Get the trigger finger ready.
Quake Champions knows exactly what it is. It’s a return to form. Quake is finally back and even though the inclusion of characters and abilities change things up a bit, the classic series is still as fast-paced and frantic as ever.
As a modern twitch shooter, Quake Champions checks all the right boxes. Player movement is fast and responsive. Reloading is absent entirely. Accuracy is key. Hit-scan weapons will get the job done, but proficiency with projectile weapons is what separates the men from the boys.
There are only six main types of weapons, but different versions of each allow for more variety and the small selection makes it easier to master each gun in case it’s the only pickup you stumble upon early in a match. Each firearm feels punchy and responsive. The Heavy Machine’s good for picking enemies off at the beginning of a match and stealing kills in multi-man scuffles, but it isn’t as powerful as other tools in your arsenal.
Weapons like the Super Shotgun are great for tearing through enemies and making short work of groups, while the trusty Rocket Launcher is still reliable for gunning down an enemy in a shot or two if you can line up the reticle fast enough.
At the beginning of every match, you can choose between the Machine Gun, Shotgun, or Nailgun, and then pick up whatever weapons you find strewn throughout the map. It’s a simple system that puts everyone on a relatively even playing field.
The choice that actively changes how you interact with others during a match is which champion you decide to roll with. Each one has a different health, movement, or speed stat and a unique ability. It’s important to choose a champion whose stats fit your play style. I like to get around a map quickly and rush in to deliver some quick shotgun bursts so a champion like the hoverboard-riding Anarki worked wonders.
All of the champions I sampled in my time with the beta were fun to use and versatile, but the ‘pay to unlock a champion permanently’ system means that you may have to shell out a couple of dollars if you want to be able to use any character at any moment. Outside of the characters themselves though, all of the microtransactions were for cosmetics so they didn’t detract from the gameplay itself.

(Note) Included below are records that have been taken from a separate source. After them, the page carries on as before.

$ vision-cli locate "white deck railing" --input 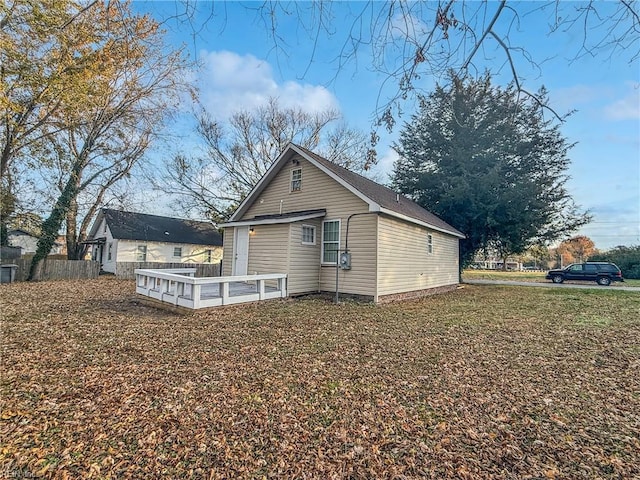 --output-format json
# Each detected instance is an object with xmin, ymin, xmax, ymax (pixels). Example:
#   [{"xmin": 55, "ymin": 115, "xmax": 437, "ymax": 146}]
[{"xmin": 135, "ymin": 268, "xmax": 287, "ymax": 309}]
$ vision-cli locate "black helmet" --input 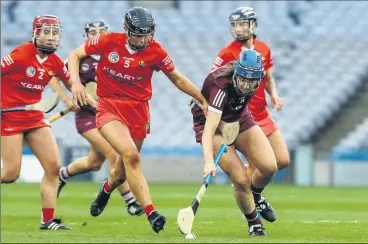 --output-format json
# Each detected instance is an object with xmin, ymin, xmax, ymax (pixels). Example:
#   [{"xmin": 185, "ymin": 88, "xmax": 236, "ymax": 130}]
[
  {"xmin": 124, "ymin": 7, "xmax": 156, "ymax": 50},
  {"xmin": 84, "ymin": 19, "xmax": 109, "ymax": 37},
  {"xmin": 229, "ymin": 7, "xmax": 257, "ymax": 41}
]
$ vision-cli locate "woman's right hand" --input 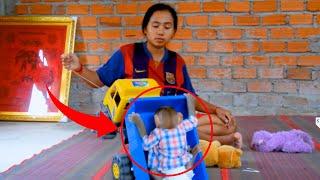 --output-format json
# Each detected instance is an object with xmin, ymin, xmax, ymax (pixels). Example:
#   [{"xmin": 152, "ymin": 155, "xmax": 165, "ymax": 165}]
[{"xmin": 60, "ymin": 53, "xmax": 81, "ymax": 70}]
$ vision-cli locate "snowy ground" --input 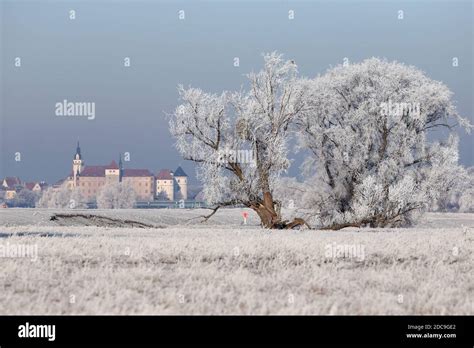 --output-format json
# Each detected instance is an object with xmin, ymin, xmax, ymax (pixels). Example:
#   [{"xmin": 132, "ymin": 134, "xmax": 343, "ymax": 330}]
[{"xmin": 0, "ymin": 209, "xmax": 474, "ymax": 314}]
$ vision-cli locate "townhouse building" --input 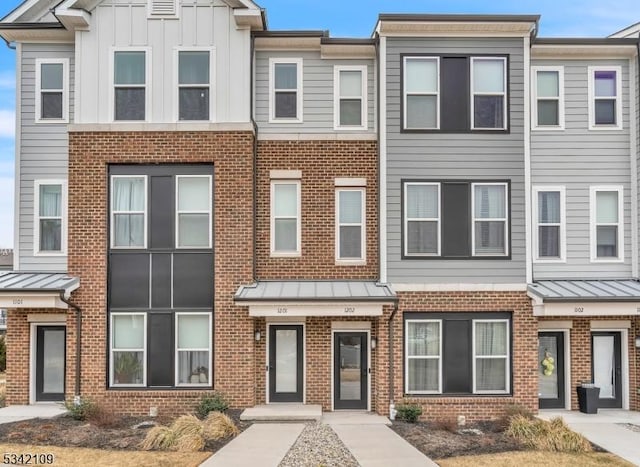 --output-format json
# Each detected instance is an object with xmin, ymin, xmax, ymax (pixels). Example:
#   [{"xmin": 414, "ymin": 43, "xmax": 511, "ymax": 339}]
[{"xmin": 0, "ymin": 0, "xmax": 640, "ymax": 419}]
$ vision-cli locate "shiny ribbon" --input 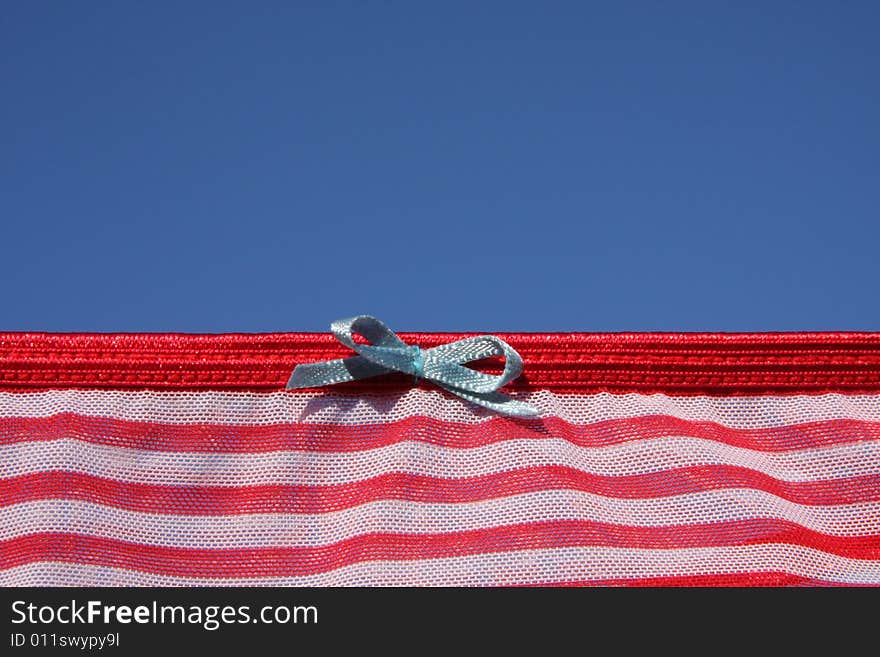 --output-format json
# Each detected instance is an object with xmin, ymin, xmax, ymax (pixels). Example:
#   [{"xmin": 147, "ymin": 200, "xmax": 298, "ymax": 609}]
[{"xmin": 287, "ymin": 315, "xmax": 540, "ymax": 417}]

The new abilities are incredibly useful and each one can help change the tide of battle in an instant. But when you get down to it, Quake is still all about the shooting. If you don’t have a snappy trigger finger, you’ll find yourself being fragged time and again. The abilities range from healing to rushes but each character only has one so it never becomes overwhelming.
In addition to armor and health power-ups littered throughout the map, you can also pick up yellow hourglasses that decrease the cooldown on abilities, allowing you to make use of them more frequently.
While it was fun trying out the champions and their respective abilities, the core shooting is still Quake’s strongest aspect. Leaping and dashing through the gorgeously designed maps and peppering opponents with bullets until they explode in a hail of blood and gore never ceases to be satisfying. The movement is incredibly precise and intuitive. The precision of the mouse and keyboard layout immediately illustrates why Quake Champions still hasn’t been announced for consoles; the game is all about quick kills.
The game still has a few kinks to work out, such as balancing some of the weapons a bit better and ensuring that some of the skills aren’t too overpowered, but the game as a whole is looking like a great multiplayer offering. It’s a pure shooter with no qualms about the kind of experience it tries to deliver, and it succeeds thanks to that vision.